When Camilla walks into a room full of potential investors they tend to be middle aged men in suits. Blond, chatty and very young Camilla Hessellund Lastein could be their daughter. These men lean back in their chairs legs crossed and have pretty clear body language “show me what you’ve got because I don’t believe you’ve got anything”.
Camilla is a successful entrepreneur who has established a startup called Lix providing affordable digital text books for students. Because of who she is Camilla needs to be twice as prepared, always at the top of her game to win the respect of those guys in the suits. Rather than being outraged by this she says the lesson has “been very rewarding for me personally”. Anyway, she jokes, due to all the stress she’s now developing wrinkles, so that should deal with the issue of her young years.

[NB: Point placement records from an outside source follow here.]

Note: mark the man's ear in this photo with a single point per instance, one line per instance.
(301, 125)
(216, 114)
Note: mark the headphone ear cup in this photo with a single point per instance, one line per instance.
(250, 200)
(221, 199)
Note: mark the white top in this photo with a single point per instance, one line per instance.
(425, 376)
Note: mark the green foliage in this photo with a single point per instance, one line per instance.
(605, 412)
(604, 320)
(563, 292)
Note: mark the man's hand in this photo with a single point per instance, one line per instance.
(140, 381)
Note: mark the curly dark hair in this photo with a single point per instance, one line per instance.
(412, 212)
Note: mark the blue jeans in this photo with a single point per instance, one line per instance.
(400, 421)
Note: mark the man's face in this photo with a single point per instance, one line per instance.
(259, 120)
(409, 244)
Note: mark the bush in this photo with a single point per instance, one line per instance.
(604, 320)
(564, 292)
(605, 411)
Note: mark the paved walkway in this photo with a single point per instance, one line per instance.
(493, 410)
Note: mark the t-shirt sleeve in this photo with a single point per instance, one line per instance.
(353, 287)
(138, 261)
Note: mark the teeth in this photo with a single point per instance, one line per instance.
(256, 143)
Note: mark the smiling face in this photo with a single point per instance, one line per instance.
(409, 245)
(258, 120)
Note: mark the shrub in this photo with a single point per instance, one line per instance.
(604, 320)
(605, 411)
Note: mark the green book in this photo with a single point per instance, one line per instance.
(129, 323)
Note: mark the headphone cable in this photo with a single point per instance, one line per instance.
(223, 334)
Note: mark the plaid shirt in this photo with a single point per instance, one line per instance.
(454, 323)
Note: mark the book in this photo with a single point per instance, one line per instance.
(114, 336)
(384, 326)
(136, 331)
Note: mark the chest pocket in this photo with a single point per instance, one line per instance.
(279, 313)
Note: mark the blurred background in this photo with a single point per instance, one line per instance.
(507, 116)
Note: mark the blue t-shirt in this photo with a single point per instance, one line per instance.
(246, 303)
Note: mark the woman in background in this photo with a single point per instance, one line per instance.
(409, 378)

The story of Lix began whilst Camilla was a student studying economics at Aarhus University. Cycling up and down steep hills to the campus she found her shoulders crushed by her expensive and mandatory class texts. Believing there had to be a better solution for students and not finding it Camilla decided to tackle the challenge herself.
Camilla could arguably described as a product of Aarhus’s fledging start up community. When she began the entrepreneurial ecosystem in Aarhus was in its early days but a series networking event such as We Love Start Ups led her to pioneers such as Lasse Chor who she describes as a “super, super cool guy”. Camilla ultimately ended up entering and winning a competition and this gave her the momentum she needed. Valuable media exposure attracted the attention of her first investor, a Dane based in San Francisco.
Camilla says “I feel very privileged to have been raised in a Scandinavian country because the equality is so much closer than when you look at the states..(here) you’re respected equally which makes things easier”. That doesn’t mean it hasn’t been a challenging road spending years living on her friends’ sofas and watching her 20s be shaped by work not play.
Camilla argues that to be an entrepreneur it’s not quite as simple as just doing it, she explains “you need to overcome the social humiliation you build up in your mind …you need to take all that and say ‘screw it I’m going to do it any way’ “. That’s what she’ll be doing as she rolls Lix out of Denmark and across Europe, it’s exciting times for her and her team she says “we’ll be working our asses I think”.